La cabeza se le llena de imágenes. De ellos dos con su padre a cambiar cromos en el Mercat de Sant Antoni, o aquella vez en la escuela que Epi se partió la cara en su defensa y también aquella otra en que él no lo hizo y permaneció escondido en la clase, a oscuras, esperando que pasara la pelea. Recordó las promesas que había hecho a su madre con respecto a su hermano pequeño y a ésta, joven y bonita, yendo a buscarles al colegio o secándoles el pelo con una toalla rosa que olía a jabón. Aquellas películas que veían los cuatro juntos los sábados por la noche riéndose hasta morir. La del inspector mete patas y la del puma que se escapa y nadie encuentra. Cuando aprendió a ir en bicicleta y Epi y los otros niños de la calle, que en teoría estaban aguantándole el sillín, le adelantaban y le mostraban las manos en una imparable expresión de alegría. Ese mismo día, sus padres decoraban con papel pintado las paredes de casa. Largas tiras de papel por encima de la mesa del comedor, botes de cola, pinceles espesos que parecían hacer chasquidos con la lengua cada vez que se aplicaban al reverso del papel.

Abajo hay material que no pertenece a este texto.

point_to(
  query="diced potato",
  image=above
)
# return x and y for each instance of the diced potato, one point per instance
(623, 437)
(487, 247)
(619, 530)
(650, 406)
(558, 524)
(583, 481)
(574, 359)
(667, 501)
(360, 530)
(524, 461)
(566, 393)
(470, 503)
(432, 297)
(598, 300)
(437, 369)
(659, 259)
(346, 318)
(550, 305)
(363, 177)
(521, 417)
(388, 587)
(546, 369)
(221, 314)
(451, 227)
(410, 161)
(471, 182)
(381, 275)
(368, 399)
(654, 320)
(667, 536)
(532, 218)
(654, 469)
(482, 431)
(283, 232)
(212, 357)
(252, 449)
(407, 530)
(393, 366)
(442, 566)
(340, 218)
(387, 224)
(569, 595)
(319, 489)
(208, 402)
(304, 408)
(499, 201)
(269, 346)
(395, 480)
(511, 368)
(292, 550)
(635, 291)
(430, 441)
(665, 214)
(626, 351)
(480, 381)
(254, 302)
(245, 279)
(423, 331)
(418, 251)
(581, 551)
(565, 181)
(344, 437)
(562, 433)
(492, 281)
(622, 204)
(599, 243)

¿Qué hacer con todo eso?… Ahí tiene a un tipo con una pistola y dentro su hermano y Tiffany, sin saber si viva o muerta, si cualquiera de los dos está vivo o muerto. Puede intentar parar a ese policía y entrar primero él. Puede hacer eso. Al menos intentarlo. Comprueba que el cerrajero hace una inequívoca seña al policía con la cabeza, se aparta de la puerta y baja tres, cuatro escalones obligando a Allaoui a bajar un par más.

La puerta sólo necesitará un buen empujón para hacerla caer. Y en ese momento, Álex decide ser un hombre de acción y enfrentarse, tantos años después, a Helio. Y con más torpeza que acierto empuja a Pep contra la pared, impacta con la puerta, revienta el último de los goznes, precipitándolo todo, como hubiera hecho el valiente Héctor, el mejor de los hombres, según su padre, de haber estado allí en esos momentos.